Monnaie locale


Le 21 décembre dernier, la télévision de Radio Canada, après la BBC, présentait un reportage sur la Lewes Pound, la monnaie locale que vient d'adopter cette petite ville anglaise du Sussex. Il y a un an, c'est la ville de Totnes, dans le Devon, qui lançait sa propre monnaie. L'intérêt des grandes chaînes de télévision pour cette question est une indication qu'il faut prendre au sérieux. Lewes et Totnes font partie de ces villes de transition (transition towns) dont le nombre s'accroît à un rythme tel qu'il pourrait bien y avoir bientôt des centaines de monnaies locales dans le monde. Il y en aura peut-être des milliers, car loin de se limiter aux villes de transition, les monnaies locales apparaissent sur tous les continents sous diverses formes, comme les SEL ou systèmes d'échange locaux en France.

[...] Un exemple théorique nous aidera à y voir plus clair. Imaginons un groupe de cent citoyens, de métiers et professions complémentaires, signant un pacte par lequel ils s'engagent non seulement à se faire confiance entre eux, mais à ne jamais conserver plus d'une journée le billet de 100 Gesell qu'ils ont convenu d'engager dans l'expérience. Le premier jour du mois, X achète pour 100 G de viande à Y, après avoir vendu pour 100$ de fourrage à Z. Le lendemain, il fait des échanges semblables avec V et W. Supposons que tous les membres du club font de même. Après 30 jours, chacun aura accumulé pour 3000 Gesell de biens alors qu'au départ il ne disposait que de 100 Gesell. Il n'y a aucun forfait spéculatif derrière ce rendement faramineux. C'est le travail de chacun qui est dûment récompensé par un système d'échange qui favorise l'accumulation de biens plutôt que d'argent. Qui plus est, on a dans un tel système à se procurer des biens durables. Tous ceux qui s'intéressent à l'agriculture en Amérique du Nord ont pu remarquer que les sapins de Noël sont les plantes les plus durables que l'on cultive. Pour l'excellente raison qu'ils parviennent à maturité en moins de dix ans et que s'il fallait attendre vingt ans pour les récolter, il vaudrait mieux placer son argent à la banque ne fût-ce qu'à 2% d'intérêt. Avec la monnaie fondante, les meilleurs placements que nous pourrions faire consisteraient à mieux isoler nos maisons et acheter des voitures inusables, alors que le système actuel nous incite à faire exactement le contraire.

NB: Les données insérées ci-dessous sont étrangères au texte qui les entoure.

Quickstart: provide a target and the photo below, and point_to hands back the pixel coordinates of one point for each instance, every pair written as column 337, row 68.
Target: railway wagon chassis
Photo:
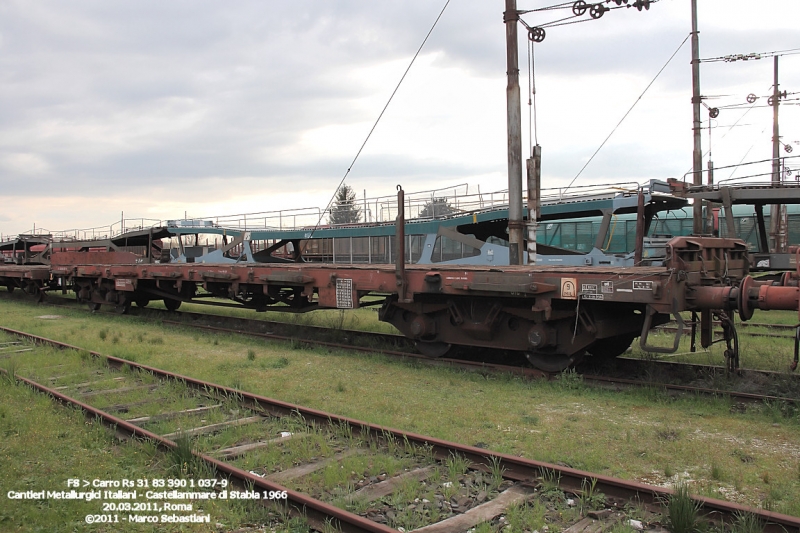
column 555, row 315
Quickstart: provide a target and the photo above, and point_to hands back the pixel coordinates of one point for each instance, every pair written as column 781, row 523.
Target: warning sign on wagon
column 569, row 288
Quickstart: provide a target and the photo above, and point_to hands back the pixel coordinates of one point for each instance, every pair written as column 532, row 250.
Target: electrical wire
column 629, row 111
column 375, row 125
column 751, row 56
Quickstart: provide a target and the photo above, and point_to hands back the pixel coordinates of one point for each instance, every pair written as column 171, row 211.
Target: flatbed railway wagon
column 555, row 315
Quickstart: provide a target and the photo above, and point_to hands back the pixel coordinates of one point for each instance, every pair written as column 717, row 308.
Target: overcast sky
column 157, row 108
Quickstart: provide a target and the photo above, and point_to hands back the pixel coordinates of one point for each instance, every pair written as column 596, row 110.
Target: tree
column 345, row 210
column 437, row 208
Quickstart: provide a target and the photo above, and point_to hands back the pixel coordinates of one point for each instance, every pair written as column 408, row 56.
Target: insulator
column 597, row 11
column 579, row 8
column 537, row 34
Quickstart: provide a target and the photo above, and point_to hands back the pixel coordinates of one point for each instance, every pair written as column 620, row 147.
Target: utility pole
column 775, row 210
column 514, row 122
column 697, row 153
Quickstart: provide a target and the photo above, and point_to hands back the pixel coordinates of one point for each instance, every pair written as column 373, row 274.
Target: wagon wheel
column 432, row 349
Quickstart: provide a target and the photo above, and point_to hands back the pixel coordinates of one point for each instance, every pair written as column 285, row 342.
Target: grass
column 34, row 435
column 682, row 511
column 632, row 434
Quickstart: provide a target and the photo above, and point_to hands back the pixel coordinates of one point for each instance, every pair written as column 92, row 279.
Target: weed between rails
column 683, row 511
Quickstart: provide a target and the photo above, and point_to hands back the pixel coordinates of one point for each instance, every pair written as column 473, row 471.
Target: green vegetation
column 747, row 454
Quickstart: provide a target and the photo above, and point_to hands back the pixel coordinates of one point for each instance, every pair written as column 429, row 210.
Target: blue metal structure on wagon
column 471, row 230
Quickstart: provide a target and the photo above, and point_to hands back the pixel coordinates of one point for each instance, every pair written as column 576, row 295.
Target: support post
column 639, row 247
column 709, row 204
column 400, row 238
column 775, row 210
column 697, row 152
column 534, row 188
column 514, row 123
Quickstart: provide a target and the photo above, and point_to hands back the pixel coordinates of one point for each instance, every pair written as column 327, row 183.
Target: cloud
column 195, row 105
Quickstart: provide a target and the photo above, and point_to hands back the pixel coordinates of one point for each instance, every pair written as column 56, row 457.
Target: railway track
column 675, row 378
column 466, row 485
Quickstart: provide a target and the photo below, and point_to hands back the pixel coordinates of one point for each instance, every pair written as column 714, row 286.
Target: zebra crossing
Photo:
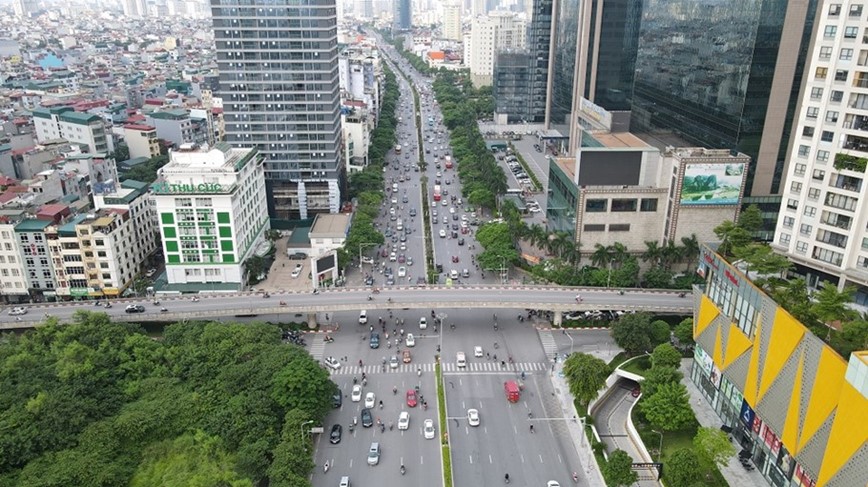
column 486, row 366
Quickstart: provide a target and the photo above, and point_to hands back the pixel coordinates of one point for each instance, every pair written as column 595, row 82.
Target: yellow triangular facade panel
column 707, row 313
column 736, row 345
column 787, row 332
column 849, row 432
column 752, row 380
column 824, row 395
column 791, row 422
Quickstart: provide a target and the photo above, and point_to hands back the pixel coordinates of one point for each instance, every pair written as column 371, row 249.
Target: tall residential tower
column 278, row 63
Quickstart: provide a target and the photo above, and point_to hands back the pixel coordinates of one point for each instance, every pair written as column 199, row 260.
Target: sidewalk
column 583, row 448
column 734, row 473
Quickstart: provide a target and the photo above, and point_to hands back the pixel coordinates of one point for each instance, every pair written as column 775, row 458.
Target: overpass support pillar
column 311, row 321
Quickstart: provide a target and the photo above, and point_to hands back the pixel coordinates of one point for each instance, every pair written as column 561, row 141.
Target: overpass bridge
column 286, row 305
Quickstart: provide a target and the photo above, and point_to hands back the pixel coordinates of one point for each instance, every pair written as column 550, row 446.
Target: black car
column 367, row 419
column 335, row 436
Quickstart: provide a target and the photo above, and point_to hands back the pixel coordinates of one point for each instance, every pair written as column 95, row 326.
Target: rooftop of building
column 330, row 225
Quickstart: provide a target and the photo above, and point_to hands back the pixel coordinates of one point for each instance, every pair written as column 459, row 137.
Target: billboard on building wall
column 712, row 184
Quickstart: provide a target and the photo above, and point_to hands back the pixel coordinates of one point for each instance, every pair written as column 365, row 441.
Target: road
column 342, row 299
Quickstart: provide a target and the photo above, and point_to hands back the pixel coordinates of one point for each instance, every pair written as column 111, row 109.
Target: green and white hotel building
column 212, row 211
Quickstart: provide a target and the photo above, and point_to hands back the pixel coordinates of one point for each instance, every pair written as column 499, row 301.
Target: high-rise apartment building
column 403, row 17
column 452, row 22
column 278, row 64
column 821, row 226
column 724, row 75
column 594, row 48
column 490, row 34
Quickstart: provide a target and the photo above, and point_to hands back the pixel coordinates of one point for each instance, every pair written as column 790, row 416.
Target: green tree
column 659, row 332
column 684, row 332
column 196, row 460
column 713, row 446
column 751, row 219
column 631, row 332
column 684, row 470
column 618, row 469
column 668, row 408
column 586, row 375
column 665, row 355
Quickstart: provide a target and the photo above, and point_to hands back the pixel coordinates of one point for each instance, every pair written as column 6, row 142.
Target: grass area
column 441, row 413
column 537, row 186
column 638, row 365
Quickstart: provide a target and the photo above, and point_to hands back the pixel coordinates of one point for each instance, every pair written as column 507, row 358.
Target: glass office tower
column 712, row 72
column 278, row 65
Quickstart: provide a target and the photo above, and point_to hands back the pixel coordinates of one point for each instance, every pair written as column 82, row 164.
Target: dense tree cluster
column 97, row 403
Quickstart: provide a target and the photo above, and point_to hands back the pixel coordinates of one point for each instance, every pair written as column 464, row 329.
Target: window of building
column 596, row 206
column 624, row 204
column 648, row 204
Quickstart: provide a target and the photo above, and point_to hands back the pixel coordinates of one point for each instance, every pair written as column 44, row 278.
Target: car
column 18, row 311
column 335, row 435
column 367, row 418
column 404, row 420
column 473, row 417
column 428, row 429
column 374, row 454
column 332, row 363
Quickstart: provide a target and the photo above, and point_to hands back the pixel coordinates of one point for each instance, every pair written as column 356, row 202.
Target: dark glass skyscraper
column 278, row 65
column 714, row 72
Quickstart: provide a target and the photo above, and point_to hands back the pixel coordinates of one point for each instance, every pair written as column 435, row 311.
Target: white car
column 473, row 417
column 17, row 311
column 403, row 420
column 332, row 363
column 428, row 429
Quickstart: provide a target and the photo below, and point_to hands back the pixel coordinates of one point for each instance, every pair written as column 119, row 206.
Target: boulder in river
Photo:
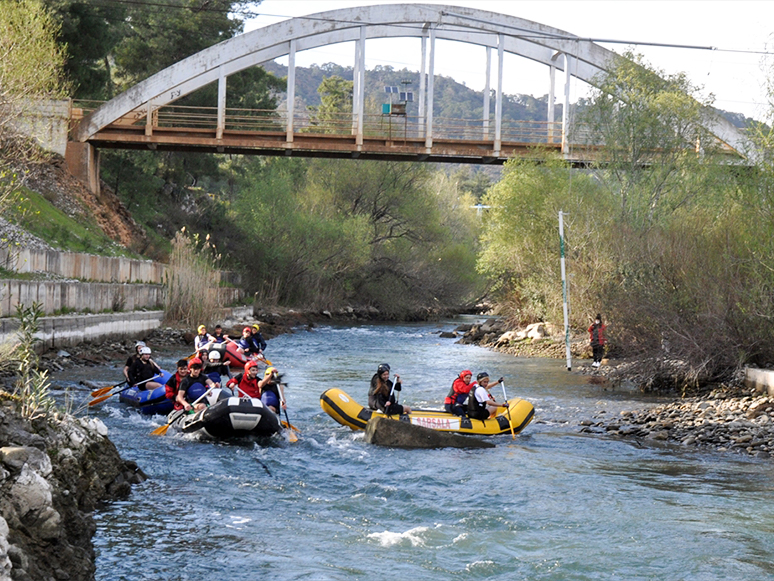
column 382, row 431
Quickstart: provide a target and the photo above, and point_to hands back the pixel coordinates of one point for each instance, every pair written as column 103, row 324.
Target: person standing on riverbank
column 598, row 340
column 143, row 370
column 132, row 358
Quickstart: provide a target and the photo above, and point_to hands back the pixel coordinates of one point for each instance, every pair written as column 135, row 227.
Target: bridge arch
column 554, row 48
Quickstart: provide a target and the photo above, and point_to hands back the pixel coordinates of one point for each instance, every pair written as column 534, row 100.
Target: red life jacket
column 459, row 391
column 597, row 334
column 247, row 385
column 171, row 388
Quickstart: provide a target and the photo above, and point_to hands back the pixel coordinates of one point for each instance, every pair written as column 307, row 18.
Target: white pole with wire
column 565, row 308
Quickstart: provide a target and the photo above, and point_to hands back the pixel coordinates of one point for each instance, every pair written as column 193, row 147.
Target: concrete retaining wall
column 90, row 296
column 76, row 329
column 82, row 266
column 78, row 296
column 91, row 267
column 760, row 379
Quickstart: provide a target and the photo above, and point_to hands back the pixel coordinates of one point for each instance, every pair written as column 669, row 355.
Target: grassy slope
column 75, row 234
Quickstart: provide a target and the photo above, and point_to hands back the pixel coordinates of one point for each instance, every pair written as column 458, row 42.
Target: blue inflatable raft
column 149, row 401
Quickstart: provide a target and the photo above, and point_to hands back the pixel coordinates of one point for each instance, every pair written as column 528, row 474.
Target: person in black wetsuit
column 381, row 396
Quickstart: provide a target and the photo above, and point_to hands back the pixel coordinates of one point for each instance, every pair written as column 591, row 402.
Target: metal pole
column 565, row 297
column 291, row 91
column 487, row 91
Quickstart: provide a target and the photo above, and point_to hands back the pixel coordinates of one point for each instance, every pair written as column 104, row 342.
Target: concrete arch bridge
column 146, row 116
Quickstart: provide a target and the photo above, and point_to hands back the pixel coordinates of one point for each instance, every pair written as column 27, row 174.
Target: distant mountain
column 452, row 99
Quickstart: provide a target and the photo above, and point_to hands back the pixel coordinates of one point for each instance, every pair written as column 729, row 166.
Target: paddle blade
column 289, row 426
column 99, row 400
column 161, row 430
column 104, row 390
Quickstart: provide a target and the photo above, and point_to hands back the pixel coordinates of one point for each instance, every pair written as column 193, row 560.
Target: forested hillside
column 670, row 241
column 452, row 99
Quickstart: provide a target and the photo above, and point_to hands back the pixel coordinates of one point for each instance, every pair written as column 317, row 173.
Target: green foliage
column 89, row 33
column 671, row 246
column 520, row 237
column 78, row 233
column 192, row 274
column 335, row 104
column 31, row 67
column 32, row 385
column 452, row 99
column 324, row 233
column 651, row 126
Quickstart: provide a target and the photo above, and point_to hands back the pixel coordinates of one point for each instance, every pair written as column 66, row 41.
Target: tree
column 31, row 66
column 650, row 125
column 334, row 112
column 89, row 33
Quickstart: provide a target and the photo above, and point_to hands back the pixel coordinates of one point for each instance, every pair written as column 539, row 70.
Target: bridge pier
column 82, row 160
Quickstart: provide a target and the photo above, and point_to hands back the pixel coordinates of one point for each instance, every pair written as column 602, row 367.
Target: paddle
column 291, row 436
column 109, row 395
column 161, row 430
column 389, row 397
column 508, row 409
column 104, row 390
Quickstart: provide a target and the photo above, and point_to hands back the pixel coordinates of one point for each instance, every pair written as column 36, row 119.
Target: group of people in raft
column 205, row 370
column 466, row 397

Voilà pourquoi la monnaie locale suscite un engouement exceptionnel en ce moment. Les villes de transition l'adoptent parce que, compte tenu de leur mission, qui est de faire face à la double crise du pic pétrolier et du réchauffement climatique, elle constitue pour elles un outil pratiquement indispensable. Il va sans dire qu'elle favorise le commerce local et qu'elle contribue ainsi non seulement à réduire les frais de transport mais à libérer l'agriculture de sa dépendance à l'endroit des produits dérivés du pétrole.

Le renforcement de la solidarité locale en temps normal et de la sécurité locale en période de crise, avait été jusqu'à maintenant le mobile principal de ce que certains appellent les monnaies complémentaires. L'épuisement des ressources non renouvelables et le réchauffement climatique ont fait apparaître de nouveaux mobiles, si puissants que le mouvement pourrait très bien prendre une grande ampleur et survivre à l'actuelle crise économique.

Extrait de "2009, année de la monnaie et de la solidarité locales?", Jacques Dufresne, L'Encyclopédie de la Francophonie.